On why China is important for Hungary
Orbán mentioned that he had started his career as an anti-communist, and that he did not like the period before the regime change in Hungary, even though the Chinese-Hungarian relationship was still good at that time, which is a great advantage now. "This is not something to be squandered." Right now, there is something going on, which makes this relationship particularly advantageous for us. And that is green energy. Fossil energy is getting pushed into the background more and more, and is being replaced by green energy, in which China excels, he explained.
According to Orbán, the Chinese are the global leaders in solar energy, for example. And green energy also needs to be stored, which we simply call batteries. China excels in energy storage, and we need to collaborate with them on this.
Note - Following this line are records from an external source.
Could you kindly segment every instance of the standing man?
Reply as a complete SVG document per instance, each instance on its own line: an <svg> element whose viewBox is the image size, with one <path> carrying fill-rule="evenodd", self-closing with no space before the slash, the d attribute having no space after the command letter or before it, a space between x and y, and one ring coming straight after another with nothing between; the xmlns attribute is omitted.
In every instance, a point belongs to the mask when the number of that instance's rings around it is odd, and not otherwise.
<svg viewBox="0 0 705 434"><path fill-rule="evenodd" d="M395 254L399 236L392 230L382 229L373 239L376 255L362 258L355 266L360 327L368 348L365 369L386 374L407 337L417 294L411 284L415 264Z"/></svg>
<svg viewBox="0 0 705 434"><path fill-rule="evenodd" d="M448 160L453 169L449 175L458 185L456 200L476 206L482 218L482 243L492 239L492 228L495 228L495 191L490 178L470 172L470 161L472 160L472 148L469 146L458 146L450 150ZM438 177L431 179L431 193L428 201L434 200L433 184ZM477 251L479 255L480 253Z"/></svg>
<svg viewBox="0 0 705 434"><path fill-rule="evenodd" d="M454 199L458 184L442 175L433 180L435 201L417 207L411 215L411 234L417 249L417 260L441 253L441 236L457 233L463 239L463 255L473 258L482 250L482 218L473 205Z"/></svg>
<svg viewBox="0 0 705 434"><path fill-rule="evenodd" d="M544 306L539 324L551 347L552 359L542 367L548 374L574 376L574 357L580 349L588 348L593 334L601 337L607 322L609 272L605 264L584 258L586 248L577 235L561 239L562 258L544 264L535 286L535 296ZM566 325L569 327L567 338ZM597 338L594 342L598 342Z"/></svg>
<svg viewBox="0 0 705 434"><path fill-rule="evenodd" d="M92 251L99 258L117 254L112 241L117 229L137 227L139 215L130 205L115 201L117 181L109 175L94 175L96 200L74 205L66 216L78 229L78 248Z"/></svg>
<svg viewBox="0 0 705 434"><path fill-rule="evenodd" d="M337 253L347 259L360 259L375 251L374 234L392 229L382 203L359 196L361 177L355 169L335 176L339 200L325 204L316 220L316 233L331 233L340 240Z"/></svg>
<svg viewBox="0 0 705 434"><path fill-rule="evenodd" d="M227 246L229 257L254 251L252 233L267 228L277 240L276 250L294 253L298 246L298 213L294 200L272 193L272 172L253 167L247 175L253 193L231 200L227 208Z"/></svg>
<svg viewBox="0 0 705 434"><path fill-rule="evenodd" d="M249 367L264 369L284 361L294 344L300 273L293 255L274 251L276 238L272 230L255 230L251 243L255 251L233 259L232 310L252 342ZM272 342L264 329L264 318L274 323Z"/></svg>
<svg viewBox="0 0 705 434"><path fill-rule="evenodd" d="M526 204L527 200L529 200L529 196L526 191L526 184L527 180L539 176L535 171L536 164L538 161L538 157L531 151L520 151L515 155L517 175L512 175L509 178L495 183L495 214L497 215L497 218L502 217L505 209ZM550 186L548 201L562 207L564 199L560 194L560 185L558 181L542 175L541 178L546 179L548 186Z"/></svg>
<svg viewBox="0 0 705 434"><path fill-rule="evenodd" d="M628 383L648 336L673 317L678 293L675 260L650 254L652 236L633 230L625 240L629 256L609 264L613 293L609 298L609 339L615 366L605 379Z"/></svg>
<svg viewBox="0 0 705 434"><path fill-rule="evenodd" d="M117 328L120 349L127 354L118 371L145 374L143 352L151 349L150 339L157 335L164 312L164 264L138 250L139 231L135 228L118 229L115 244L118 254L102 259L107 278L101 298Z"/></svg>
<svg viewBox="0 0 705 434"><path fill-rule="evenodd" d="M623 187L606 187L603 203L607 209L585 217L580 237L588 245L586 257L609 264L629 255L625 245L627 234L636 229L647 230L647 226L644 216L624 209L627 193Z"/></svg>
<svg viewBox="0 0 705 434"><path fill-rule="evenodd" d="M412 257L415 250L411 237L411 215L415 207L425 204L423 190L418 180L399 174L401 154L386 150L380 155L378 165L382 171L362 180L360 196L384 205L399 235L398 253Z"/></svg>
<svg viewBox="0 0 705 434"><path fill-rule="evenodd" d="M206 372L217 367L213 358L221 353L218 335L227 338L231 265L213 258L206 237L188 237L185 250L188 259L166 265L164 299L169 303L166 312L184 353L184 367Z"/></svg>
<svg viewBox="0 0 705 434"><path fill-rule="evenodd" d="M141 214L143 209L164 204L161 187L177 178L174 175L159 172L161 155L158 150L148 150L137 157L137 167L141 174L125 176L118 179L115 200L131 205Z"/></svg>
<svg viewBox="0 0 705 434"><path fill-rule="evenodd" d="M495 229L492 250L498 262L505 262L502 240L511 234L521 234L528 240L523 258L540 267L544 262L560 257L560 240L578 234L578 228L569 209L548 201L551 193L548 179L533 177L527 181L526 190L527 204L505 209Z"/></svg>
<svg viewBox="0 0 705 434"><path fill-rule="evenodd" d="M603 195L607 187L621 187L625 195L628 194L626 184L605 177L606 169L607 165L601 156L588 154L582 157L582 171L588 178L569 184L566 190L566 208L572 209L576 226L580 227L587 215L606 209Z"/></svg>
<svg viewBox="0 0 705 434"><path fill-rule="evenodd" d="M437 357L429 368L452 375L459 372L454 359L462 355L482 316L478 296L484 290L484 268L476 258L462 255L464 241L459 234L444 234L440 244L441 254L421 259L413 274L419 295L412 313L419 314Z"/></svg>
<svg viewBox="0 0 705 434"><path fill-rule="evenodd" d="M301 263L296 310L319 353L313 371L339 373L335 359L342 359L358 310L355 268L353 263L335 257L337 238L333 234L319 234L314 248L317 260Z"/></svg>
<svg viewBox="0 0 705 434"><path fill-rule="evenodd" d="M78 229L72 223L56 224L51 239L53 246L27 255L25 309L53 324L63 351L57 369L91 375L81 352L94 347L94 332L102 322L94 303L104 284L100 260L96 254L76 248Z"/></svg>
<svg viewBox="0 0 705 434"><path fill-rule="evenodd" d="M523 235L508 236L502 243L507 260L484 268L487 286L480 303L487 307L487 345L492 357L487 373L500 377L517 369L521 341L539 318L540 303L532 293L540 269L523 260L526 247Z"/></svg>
This is a bigger issue than electromobility, it's also a matter of energy independence, the Hungarian Prime Minister concluded.
Orbán explained that during communism, Hungary had falled back on development compared to other parts of the world, so we must look for opportunities to catch up quickly. One of the answers to this is that if we adopt a new technology ahead of others, then we can make up a lot of lost ground in a relatively short time. And that's why cooperation with China is needed.
Viktor Orbán avoids critical questions at home. It’s been years since he gave an interview to independent media. However, for several years, most Friday mornings he has been a regular guest on state-owned Kossuth Rádió, where he is interviewed by a lead editor of the public broadcasting service (operating from an annual budget of 320 million euros). Katalin Nagy has been almost exclusively the only person allowed to interview Orbán on the state-owned channel throughout his third and fourth term with a two-thirds majority in parliament. She has received the state decoration of the Cross of the Order of Merit of Hungary and doesn’t shy away from asking questions.